Notes on Thinking in Bets (Annie Duke)

My friend Chap recommended me Thinking in Bets by Annie Duke. Here are my notes from it:

  • Resulting is the tendency to equate the quality of a decision with the quality of the outcome. It’s so easy to do this: you fail, and you conclude that the things you did led to that failure. A better framing is: you used your best judgment to place a bet, and that bet didn’t pan out in your favor this time.

  • Life isn’t chess, it’s poker. In chess, there’s an optimal move at any given time. There’s an optimal tree of moves for every state of the board. Poker involves randomness, and with that, chance. This hit me hard, because as a computer scientist (and formerly active chess player), that frame of thinking has always been my default. But as a founder and capitalist, the poker frame of thinking is gradually replacing my chess mindset.

  • “Right” and “wrong” are inefficient words to use. Vectors have a speed and a direction, so should our confidence levels.

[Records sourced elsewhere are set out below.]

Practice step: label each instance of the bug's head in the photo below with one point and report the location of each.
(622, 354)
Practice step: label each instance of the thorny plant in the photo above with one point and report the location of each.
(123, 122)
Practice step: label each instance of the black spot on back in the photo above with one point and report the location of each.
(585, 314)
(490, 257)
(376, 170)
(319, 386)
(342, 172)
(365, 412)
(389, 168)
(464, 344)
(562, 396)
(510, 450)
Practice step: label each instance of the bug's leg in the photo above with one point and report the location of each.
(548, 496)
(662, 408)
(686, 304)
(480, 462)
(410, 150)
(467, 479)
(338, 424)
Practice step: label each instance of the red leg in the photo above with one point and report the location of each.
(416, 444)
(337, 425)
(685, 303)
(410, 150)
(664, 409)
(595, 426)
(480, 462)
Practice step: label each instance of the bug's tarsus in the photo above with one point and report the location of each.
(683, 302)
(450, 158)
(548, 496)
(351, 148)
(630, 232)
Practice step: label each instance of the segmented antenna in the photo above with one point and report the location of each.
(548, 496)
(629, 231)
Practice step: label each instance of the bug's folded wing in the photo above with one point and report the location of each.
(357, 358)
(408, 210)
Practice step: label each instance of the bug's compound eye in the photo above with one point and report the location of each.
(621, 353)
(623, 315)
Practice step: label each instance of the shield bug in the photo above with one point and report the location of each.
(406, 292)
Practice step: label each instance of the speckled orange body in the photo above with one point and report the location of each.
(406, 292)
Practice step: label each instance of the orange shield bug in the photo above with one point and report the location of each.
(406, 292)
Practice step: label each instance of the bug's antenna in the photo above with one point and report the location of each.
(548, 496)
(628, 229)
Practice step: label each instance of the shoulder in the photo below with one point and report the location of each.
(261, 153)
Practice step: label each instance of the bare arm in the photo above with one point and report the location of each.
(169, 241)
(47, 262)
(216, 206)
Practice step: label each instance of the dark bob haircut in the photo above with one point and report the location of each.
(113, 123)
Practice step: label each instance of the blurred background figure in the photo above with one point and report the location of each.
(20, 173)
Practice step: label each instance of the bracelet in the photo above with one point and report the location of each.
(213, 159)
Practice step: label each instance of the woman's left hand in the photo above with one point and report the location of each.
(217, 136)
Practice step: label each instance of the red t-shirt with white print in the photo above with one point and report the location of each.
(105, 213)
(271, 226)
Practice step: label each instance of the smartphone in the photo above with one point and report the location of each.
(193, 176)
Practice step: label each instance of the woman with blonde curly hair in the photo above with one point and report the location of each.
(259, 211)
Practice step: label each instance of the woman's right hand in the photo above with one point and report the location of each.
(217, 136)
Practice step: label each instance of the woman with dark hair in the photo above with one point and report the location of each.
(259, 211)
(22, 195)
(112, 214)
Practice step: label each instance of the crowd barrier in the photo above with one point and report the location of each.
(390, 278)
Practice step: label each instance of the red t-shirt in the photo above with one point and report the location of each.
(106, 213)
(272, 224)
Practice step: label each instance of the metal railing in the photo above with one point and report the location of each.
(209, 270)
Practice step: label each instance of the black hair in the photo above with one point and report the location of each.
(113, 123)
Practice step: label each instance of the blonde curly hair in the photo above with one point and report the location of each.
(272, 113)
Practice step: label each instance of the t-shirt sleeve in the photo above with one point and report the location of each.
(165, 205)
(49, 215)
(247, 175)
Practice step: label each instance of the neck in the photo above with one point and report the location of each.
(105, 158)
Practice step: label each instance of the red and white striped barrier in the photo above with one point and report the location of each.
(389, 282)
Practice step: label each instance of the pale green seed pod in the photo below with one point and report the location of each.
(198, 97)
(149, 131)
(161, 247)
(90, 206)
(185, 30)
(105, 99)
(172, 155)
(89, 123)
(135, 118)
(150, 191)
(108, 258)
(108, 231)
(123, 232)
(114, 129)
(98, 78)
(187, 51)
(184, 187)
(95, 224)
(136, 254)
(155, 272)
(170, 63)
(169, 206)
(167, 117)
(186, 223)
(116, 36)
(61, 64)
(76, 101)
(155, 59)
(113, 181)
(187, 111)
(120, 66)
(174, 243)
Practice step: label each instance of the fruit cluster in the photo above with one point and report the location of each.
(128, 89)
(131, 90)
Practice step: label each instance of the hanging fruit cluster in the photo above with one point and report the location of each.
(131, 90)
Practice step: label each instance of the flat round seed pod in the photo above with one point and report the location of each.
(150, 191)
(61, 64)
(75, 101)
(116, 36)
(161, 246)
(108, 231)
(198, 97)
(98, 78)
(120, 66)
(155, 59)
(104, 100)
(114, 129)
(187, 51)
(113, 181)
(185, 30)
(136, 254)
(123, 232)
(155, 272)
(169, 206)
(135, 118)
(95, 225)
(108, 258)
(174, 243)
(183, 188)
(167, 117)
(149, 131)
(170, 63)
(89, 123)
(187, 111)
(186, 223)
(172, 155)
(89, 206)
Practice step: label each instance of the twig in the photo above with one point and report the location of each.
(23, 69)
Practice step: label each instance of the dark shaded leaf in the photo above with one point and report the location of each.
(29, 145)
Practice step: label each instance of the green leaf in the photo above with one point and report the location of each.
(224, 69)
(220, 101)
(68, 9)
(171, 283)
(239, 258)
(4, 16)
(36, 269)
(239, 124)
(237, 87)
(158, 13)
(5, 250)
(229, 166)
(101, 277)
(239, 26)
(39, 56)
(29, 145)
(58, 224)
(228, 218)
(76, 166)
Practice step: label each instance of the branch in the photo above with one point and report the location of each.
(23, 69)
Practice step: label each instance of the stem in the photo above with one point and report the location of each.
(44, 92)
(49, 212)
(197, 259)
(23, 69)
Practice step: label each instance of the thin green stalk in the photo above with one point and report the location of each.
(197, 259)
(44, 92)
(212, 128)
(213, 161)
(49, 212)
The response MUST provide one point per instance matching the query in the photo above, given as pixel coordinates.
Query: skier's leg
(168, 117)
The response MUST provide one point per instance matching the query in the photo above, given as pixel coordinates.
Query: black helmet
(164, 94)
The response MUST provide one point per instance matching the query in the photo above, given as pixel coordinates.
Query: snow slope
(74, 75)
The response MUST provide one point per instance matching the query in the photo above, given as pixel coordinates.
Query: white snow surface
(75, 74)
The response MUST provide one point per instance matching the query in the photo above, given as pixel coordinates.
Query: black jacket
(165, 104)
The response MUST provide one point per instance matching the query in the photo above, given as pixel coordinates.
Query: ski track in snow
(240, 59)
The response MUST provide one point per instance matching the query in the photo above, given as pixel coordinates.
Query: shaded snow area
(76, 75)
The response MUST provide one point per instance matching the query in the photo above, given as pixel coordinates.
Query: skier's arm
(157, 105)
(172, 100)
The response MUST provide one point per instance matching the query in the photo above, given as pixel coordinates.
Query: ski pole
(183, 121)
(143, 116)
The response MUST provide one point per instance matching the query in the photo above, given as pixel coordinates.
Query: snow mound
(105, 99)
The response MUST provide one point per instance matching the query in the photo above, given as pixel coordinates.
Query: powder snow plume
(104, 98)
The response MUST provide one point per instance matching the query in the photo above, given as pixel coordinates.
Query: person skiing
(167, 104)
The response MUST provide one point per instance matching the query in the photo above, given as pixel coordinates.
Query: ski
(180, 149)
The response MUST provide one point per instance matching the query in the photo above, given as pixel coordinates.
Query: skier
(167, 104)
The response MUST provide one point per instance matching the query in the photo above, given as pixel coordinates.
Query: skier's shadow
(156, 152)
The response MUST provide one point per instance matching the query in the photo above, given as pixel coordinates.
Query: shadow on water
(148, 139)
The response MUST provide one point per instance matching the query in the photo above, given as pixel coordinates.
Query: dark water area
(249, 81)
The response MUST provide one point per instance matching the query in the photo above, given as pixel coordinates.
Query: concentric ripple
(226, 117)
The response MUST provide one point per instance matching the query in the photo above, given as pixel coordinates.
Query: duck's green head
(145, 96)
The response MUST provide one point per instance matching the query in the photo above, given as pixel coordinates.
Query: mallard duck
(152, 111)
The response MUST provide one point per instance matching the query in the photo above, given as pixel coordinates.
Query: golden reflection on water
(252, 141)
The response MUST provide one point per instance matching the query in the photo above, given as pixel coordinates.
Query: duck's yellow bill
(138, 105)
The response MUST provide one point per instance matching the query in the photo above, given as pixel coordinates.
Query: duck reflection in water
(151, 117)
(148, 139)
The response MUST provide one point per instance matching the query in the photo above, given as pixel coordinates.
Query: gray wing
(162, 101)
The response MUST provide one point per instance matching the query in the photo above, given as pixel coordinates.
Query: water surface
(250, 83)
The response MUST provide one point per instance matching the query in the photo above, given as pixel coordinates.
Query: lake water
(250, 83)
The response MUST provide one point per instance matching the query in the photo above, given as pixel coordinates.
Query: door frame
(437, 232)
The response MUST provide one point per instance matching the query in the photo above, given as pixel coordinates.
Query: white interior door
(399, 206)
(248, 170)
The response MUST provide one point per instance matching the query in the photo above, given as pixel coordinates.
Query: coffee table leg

I’m trying to wipe these words from my vocabulary and attach a percentage rating to how I think about something eg “I feel 70% confident about x”.

  • Every decision is a bet. We are always putting some resource at stake in exchange for upside. Everything is a tradeoff. I’ve started to use the word “bet” more often in everyday discourse. I’ll often ask founders in a pitch: what bets are you making that will make this company successful?

  • The phrase “wanna bet?” is actually really powerful. It brings a level of seriousness and clarity to decision making. People think much more lucidly when their skin is in the game. I will try to use this phrase more often, but am worried it will come off as childish.